还有就是徐先生有时候出国,外币本来也不多。但他总会带回来一些小玩意,最有名的“陶瓷工艺青蛙娃娃”也是从国外带回来的。在他看来,艺术的美应该是广泛的,因此要我们欣赏不同种类的美。同时他还会买一些速写笔,也赠了一支给我,至今还没有用坏。我想这也能看出徐悲鸿对学生喜爱的那份心。
徐悲鸿先生在教学上的一些方式或原则有没有在日后影响到您的教学呢?在专业绘画方面,又给您带来了什么影响呢?
吉梅文:我向徐悲鸿学画,更向他学做人。从徐悲鸿先生和好多人在我考学的时候给予我帮助后,我就决定这一辈子一定要热情助人。因为我能感受到接受帮助有多开心,帮助他人又有多开心,这都是我的老师徐悲鸿教会我的。而教学方面,我也延续了这个原则,比如说有些同学基础差内心焦虑,我都会主动找到他,缓解他们的悲伤,努力帮助他们在专业上有所提高。绘画方面,我油画画的不差,后来工作重点转入了中国画,什么题材都画,也许这也和徐悲鸿先生有密不可分的联系吧。
在您眼里,老师徐悲鸿是一个怎么样的人呢?
吉梅文:在我眼里,他是个内心正直,为人正派,可亲可敬的老师,这里我想说两件事来证明我刚才说的话。第一件事是:当时国民党向台湾撤退,曾动员北京众多大学教授一同去台湾,不少人去了。但徐老坚决不去,当时学生中也有不少的地下党。国民党抓人,徐悲鸿先生就把学生藏在自己的家里保护起来,这种风险不是一般人愿意承担的,但徐先生做了,也因为这样,许多地下党学生就躲过了这一劫。

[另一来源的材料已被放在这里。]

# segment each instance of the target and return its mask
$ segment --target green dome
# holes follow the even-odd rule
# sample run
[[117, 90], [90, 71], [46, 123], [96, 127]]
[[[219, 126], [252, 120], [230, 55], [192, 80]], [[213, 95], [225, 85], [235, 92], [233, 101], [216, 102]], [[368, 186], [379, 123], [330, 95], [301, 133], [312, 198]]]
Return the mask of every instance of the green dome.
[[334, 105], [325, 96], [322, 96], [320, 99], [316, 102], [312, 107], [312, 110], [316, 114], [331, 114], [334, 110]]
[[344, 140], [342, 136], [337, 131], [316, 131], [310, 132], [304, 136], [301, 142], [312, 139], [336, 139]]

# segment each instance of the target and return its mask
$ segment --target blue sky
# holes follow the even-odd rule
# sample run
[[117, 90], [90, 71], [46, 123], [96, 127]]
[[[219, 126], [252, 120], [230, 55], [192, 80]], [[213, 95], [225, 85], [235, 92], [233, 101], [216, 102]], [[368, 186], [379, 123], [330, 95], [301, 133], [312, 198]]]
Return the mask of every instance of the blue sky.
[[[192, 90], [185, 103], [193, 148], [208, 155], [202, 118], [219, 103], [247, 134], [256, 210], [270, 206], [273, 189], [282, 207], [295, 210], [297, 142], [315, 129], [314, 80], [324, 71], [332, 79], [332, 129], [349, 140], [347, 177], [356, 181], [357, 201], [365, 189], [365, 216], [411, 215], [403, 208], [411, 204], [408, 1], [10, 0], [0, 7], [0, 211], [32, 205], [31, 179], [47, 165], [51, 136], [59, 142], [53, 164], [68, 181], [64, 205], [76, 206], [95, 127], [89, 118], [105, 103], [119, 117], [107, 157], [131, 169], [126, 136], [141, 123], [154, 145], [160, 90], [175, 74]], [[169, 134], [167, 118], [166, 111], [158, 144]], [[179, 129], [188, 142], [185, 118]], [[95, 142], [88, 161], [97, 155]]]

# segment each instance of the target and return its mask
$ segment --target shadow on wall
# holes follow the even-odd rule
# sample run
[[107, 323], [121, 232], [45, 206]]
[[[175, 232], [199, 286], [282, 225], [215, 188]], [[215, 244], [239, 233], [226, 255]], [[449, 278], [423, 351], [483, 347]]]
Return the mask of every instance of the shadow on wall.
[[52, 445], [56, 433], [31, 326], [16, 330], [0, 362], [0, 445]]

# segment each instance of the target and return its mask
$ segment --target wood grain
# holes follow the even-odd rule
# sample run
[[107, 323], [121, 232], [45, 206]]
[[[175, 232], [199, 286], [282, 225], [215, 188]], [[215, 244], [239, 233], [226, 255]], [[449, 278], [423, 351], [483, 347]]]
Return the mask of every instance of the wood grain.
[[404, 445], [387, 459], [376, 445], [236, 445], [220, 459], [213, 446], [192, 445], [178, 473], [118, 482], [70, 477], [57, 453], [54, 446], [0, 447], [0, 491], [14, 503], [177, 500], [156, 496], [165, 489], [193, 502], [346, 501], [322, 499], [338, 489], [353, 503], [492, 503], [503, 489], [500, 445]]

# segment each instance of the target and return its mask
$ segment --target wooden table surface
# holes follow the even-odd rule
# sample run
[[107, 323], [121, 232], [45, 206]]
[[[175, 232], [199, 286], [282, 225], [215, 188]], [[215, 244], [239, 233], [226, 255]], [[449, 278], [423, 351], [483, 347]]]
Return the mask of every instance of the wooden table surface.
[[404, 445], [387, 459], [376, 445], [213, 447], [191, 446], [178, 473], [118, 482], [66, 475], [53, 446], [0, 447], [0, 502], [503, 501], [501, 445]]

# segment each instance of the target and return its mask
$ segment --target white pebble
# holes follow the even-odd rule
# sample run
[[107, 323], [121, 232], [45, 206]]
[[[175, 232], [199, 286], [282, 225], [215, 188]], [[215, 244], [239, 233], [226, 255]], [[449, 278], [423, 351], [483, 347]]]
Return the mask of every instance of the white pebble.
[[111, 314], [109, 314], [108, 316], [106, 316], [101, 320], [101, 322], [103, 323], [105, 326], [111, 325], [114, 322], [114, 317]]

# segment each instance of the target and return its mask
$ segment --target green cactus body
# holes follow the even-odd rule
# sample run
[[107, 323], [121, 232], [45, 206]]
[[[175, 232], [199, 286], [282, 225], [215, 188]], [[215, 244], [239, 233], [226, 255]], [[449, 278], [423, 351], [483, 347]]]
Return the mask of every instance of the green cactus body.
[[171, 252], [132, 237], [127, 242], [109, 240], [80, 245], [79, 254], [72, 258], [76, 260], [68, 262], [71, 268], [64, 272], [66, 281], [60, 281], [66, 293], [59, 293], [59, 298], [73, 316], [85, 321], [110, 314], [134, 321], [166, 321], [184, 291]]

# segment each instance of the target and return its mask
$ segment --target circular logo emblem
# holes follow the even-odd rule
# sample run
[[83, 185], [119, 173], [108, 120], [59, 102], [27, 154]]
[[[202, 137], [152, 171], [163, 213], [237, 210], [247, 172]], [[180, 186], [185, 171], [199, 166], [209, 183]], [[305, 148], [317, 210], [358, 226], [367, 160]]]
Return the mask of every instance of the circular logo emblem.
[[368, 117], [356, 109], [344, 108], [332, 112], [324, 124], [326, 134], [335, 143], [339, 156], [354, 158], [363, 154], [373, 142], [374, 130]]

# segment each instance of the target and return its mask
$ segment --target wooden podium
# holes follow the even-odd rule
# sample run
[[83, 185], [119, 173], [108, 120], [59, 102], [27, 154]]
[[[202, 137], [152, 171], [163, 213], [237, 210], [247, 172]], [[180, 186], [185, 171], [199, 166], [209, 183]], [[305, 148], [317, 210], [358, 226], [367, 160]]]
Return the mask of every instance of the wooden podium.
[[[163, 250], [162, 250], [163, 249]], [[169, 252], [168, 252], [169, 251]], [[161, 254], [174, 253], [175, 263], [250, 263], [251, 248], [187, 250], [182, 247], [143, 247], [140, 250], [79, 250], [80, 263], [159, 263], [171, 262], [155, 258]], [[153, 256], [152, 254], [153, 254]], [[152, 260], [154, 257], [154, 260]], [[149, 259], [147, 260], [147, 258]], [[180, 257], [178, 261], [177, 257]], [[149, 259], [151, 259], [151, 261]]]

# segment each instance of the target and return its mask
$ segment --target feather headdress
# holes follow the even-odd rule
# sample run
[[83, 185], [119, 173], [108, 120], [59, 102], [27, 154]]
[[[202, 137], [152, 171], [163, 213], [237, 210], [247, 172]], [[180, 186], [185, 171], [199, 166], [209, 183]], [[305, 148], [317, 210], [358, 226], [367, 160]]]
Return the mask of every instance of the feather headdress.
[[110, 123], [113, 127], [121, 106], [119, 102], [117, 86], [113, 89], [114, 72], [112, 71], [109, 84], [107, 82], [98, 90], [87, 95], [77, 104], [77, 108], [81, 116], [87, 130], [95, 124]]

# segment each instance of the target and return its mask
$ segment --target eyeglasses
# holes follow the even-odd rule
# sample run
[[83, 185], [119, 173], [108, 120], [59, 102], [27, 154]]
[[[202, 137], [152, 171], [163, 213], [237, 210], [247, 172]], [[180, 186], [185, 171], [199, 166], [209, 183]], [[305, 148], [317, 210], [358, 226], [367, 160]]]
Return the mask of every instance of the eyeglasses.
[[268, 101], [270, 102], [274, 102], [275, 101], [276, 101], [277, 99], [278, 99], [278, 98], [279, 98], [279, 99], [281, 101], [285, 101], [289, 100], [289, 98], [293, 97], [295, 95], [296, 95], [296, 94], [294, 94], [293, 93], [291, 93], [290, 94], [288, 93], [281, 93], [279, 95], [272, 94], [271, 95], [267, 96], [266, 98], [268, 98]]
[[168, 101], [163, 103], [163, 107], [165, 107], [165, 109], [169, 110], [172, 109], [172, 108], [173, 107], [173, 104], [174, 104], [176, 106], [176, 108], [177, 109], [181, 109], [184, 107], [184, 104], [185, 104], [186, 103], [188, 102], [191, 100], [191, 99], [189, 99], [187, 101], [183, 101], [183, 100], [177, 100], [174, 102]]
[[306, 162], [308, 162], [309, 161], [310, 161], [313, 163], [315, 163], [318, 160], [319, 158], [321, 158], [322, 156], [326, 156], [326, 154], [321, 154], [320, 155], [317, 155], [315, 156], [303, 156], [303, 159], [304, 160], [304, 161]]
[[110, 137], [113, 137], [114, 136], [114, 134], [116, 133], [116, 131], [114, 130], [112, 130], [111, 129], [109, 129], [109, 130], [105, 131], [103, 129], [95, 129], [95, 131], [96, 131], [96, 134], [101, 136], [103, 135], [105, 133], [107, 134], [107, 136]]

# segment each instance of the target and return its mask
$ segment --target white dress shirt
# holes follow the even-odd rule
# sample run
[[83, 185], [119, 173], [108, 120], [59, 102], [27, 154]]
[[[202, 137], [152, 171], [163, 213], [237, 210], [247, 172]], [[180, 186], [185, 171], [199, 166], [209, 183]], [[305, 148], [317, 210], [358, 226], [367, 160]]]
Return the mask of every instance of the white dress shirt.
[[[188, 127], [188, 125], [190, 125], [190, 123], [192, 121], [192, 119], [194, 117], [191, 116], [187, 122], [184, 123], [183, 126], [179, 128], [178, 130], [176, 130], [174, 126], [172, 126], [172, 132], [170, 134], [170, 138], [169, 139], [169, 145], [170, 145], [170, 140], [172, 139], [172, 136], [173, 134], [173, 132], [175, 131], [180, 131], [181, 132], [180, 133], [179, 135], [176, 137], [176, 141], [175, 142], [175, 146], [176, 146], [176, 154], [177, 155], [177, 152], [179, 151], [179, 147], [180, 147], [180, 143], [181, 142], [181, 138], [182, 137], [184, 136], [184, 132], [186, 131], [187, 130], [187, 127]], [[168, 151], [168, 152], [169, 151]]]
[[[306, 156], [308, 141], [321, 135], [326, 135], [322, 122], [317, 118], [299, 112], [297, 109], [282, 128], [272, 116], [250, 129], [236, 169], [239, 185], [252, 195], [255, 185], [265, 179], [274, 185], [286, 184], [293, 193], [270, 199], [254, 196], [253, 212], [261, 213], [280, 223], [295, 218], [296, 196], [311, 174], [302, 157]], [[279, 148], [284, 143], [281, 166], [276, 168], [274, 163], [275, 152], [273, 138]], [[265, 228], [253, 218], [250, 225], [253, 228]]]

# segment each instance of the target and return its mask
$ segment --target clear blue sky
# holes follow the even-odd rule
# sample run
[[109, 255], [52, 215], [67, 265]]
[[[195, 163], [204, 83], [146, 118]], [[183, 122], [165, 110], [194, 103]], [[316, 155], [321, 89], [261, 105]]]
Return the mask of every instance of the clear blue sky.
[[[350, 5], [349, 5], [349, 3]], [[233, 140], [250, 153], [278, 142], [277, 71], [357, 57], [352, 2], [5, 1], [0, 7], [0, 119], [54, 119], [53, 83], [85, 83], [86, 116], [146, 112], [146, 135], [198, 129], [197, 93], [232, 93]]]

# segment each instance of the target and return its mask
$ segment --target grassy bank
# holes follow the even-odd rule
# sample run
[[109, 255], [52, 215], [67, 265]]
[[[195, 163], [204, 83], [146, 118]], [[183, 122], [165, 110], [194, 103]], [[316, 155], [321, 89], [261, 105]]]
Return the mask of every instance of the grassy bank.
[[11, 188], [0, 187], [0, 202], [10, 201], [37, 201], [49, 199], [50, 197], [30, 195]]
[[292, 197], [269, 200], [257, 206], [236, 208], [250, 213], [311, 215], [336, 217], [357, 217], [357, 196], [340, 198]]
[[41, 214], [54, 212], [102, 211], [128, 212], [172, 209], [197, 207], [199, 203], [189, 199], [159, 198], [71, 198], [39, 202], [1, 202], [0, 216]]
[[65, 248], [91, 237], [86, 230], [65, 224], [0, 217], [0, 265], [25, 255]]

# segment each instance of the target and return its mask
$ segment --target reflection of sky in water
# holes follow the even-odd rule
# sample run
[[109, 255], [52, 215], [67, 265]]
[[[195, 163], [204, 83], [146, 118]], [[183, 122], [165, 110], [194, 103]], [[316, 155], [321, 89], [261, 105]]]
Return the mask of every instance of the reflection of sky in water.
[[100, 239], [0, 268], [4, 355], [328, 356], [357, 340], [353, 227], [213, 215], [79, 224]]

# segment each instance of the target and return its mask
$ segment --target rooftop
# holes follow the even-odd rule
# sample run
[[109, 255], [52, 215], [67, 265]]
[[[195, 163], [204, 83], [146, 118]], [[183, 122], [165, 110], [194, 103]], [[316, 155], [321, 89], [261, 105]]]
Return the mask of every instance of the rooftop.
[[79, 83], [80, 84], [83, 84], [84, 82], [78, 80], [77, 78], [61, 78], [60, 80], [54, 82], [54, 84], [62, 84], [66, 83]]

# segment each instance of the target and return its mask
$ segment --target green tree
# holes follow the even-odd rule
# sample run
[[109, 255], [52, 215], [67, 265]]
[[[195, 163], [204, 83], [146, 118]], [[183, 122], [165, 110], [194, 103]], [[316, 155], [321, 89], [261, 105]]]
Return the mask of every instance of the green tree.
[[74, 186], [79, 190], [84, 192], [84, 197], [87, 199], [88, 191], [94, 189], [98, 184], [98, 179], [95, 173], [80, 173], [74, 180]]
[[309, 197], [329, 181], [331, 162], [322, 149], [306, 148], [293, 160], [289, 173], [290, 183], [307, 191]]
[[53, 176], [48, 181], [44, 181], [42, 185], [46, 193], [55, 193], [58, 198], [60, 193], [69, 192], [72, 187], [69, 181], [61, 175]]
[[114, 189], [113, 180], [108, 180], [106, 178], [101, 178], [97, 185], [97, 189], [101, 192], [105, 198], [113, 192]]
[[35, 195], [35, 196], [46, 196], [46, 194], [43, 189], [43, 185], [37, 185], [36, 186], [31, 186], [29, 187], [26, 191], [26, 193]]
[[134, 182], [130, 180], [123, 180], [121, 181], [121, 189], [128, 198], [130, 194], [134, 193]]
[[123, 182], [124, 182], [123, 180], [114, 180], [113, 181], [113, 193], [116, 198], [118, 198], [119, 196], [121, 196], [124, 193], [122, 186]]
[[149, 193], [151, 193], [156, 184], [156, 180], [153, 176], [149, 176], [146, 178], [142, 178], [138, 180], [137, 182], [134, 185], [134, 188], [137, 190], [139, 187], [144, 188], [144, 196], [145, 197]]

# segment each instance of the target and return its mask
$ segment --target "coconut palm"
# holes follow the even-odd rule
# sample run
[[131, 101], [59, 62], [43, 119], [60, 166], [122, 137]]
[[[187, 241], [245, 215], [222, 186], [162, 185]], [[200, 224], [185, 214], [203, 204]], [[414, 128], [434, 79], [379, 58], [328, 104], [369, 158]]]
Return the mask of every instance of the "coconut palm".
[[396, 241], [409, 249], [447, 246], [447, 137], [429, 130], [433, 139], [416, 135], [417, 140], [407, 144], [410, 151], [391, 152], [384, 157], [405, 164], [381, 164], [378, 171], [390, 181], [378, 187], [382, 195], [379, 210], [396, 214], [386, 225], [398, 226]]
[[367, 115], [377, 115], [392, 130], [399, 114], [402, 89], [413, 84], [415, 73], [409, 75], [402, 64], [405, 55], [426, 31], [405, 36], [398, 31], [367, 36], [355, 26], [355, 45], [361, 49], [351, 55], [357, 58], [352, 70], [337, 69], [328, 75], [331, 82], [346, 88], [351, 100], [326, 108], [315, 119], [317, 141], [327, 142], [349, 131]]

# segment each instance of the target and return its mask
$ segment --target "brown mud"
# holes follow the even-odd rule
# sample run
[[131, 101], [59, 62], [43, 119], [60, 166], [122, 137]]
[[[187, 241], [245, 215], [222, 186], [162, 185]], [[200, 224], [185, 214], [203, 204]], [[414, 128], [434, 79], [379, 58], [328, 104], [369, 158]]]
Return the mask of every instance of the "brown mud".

第二件事是南京解放了,国民党政府也彻底完蛋了。毛主席特别高兴,知道了徐悲鸿先生的一切,南京解放的当天晚上就接见了徐悲鸿并邀他去了中南海的家中晚餐。而徐老从不提起此事,也不准爱人传出去,我知道都是过了很久听他身边的一个亲信无意谈及的。可见他为人的低调,不用此事拔高自己。
当知道徐悲鸿老师去世后,您当时是什么感受呢?
吉梅文:徐先生1953年9月23日突发脑淤血,26日早晨就去世了。我当时已经读完研究生。分配去了武汉工作,知道得很晚,十分悲痛。写了信给师母廖静文,一直和师母有联系至今,只希望当时能让她不要那么难过。
现在徐悲鸿先生的画市场价值不错,这样也导致了许多赝品的产生,您作为他的学生是怎么看待这样的事情呢?
吉梅文:徐先生的画,市场上不多见,北京徐悲鸿纪念馆收藏的比较多,民间有一点,赝品必然有不少,也很难全部清除,所以我觉得只要徐悲鸿先生的精神能永存于世,那些我也不那么关注。